JS: Well there’s no more burger on the menu, we are 100% seafood. My style of cooking has always veered towards the ocean. We decided when reopening that we were going to be all seafood, no more duck supplements. We still have dairy and eggs but now we have cycled out all beef and pork gelatin.

We have also moved in a direction of being more refined. Our food is much more focused than it was before. The only thing that survived the fire was our Carolina Gold rice dish. We always had rice in some form or another on the menu. Porridge with egg yolk fudge with a rotating seafood ingredient. It’s a very comforting dish. It’s not meant to be a modernist take on congee or risotto. And also a dish where we take a young coconut, saw the top off, reserve the water, fill it with koshihikari rice, seal it back up and roast it in fire until the rice is cooked. It’s smoky and sweet, caramelized from the coconut and served with a marshmallow made with curry leaf.

KA: Other than those rice dishes, it’s a completely different menu.

JS: We use the same ingredients. Mackerel and lobster, and we just got some spiny lobster in.

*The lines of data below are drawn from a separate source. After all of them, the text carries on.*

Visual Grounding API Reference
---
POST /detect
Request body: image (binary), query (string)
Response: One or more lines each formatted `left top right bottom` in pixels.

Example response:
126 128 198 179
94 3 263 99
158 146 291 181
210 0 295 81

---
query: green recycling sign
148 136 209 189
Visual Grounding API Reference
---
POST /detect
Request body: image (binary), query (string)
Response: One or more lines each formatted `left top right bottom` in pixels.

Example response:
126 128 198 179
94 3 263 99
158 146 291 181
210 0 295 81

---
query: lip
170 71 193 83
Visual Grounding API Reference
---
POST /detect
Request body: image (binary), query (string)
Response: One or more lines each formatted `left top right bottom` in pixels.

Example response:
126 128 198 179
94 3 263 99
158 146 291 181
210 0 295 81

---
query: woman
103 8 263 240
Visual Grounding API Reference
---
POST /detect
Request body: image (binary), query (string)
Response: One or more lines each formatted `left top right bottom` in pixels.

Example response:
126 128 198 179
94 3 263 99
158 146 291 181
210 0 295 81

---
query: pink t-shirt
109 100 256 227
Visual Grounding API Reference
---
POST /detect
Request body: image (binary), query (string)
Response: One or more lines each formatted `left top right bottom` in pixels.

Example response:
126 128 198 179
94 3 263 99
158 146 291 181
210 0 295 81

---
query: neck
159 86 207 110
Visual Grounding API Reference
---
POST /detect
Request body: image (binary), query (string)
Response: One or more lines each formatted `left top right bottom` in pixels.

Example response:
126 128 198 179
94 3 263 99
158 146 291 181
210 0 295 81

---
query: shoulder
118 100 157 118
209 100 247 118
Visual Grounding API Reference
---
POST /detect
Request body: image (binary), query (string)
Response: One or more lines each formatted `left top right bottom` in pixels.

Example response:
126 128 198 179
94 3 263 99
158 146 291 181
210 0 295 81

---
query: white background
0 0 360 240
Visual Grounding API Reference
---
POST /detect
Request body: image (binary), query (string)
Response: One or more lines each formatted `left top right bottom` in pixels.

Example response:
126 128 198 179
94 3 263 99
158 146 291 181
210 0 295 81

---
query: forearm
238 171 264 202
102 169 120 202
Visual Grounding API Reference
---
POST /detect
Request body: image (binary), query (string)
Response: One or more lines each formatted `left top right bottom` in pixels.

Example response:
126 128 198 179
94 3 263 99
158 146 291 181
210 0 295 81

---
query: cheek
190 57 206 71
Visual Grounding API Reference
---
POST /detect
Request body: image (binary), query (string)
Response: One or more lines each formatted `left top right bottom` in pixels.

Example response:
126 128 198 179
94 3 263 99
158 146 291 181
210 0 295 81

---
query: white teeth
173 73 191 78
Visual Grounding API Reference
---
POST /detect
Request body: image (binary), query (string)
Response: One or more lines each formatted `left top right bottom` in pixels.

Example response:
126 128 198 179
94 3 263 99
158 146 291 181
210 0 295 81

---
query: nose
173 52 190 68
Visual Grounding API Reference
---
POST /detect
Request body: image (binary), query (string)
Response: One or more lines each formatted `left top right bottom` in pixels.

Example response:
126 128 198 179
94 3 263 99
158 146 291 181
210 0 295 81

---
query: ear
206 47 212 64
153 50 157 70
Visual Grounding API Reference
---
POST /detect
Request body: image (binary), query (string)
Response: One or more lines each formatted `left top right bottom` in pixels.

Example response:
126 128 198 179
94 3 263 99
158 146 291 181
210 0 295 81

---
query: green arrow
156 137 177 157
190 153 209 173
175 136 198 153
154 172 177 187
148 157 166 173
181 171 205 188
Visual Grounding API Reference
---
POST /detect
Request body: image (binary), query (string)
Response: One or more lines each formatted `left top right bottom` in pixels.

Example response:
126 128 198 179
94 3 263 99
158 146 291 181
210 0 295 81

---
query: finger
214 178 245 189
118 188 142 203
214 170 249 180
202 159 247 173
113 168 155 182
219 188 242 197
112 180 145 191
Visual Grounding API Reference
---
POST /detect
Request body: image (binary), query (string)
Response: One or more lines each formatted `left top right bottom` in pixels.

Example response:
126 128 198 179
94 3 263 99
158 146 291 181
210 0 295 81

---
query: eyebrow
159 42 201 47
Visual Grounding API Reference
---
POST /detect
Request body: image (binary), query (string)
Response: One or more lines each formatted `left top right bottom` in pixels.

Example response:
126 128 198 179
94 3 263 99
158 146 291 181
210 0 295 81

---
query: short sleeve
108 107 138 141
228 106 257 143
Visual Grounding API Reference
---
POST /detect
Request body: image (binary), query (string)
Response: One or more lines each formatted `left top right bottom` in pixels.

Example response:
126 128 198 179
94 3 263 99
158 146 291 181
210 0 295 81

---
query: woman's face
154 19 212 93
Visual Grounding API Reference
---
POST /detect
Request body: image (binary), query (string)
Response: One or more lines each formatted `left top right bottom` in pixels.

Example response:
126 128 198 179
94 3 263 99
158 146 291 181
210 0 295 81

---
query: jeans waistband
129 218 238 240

We bob and weave with whatever the ocean gives us. You can tell that it comes from the same place but we cleaned it up. The kitchen still delivers all the food. We never really had FOH service, but now we have a front of house team that truly focuses on the guest experience. That’s what we were missing before. I loved that version of the restaurant, but I wanted more. We were spread really thin. Food is the easiest part of what we do.

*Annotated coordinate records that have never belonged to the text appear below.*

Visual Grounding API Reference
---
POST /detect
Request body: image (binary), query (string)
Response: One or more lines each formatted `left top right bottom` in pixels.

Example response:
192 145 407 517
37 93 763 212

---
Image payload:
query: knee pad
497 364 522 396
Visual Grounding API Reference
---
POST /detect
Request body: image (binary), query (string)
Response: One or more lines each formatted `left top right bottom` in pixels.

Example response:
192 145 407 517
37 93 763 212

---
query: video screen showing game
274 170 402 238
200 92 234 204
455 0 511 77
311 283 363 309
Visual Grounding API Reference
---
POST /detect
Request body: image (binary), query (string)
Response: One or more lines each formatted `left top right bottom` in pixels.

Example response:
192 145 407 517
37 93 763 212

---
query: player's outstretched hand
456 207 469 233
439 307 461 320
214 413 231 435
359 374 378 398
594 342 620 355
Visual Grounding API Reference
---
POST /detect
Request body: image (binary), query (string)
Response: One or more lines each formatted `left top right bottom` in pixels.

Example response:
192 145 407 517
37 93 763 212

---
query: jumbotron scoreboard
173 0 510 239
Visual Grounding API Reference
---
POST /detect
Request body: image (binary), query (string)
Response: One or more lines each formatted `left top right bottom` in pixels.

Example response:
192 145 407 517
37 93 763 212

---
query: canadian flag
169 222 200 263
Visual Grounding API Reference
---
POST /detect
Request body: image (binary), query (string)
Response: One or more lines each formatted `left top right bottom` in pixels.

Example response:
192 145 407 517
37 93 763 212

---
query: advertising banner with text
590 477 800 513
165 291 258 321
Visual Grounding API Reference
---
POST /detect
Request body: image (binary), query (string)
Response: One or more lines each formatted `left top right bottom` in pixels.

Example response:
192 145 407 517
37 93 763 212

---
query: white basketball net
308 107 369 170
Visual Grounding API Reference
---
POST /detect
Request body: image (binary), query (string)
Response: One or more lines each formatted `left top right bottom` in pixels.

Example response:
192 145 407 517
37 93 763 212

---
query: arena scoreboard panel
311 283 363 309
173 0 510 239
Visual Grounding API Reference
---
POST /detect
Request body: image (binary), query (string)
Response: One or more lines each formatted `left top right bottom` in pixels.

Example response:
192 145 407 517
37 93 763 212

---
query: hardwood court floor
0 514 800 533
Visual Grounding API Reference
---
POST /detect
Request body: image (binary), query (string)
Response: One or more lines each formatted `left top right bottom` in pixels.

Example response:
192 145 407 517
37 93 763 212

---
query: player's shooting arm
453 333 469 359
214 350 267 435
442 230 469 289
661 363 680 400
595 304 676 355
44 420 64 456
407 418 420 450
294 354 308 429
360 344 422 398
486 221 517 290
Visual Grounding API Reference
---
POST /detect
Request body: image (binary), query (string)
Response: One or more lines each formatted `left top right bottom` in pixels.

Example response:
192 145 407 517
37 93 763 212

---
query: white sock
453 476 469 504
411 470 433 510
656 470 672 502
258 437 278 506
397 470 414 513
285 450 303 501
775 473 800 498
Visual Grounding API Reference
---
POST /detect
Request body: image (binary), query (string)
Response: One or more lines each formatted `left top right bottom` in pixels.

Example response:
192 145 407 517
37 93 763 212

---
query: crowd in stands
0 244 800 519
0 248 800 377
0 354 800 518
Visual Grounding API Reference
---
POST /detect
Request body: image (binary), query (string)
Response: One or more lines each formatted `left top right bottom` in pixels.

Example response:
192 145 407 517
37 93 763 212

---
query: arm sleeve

I go through moments where I want to tear the whole restaurant apart and start anew. Even from when you came in a couple weeks ago, we’ve already changed a lot of stuff. I get frustrated with nobody else other than myself. I feel like we’re in a good place, creatively pushing to present new ingredients, and have fun. We change so much more frequently now. If I’m not having fun, there’s no sense in doing this.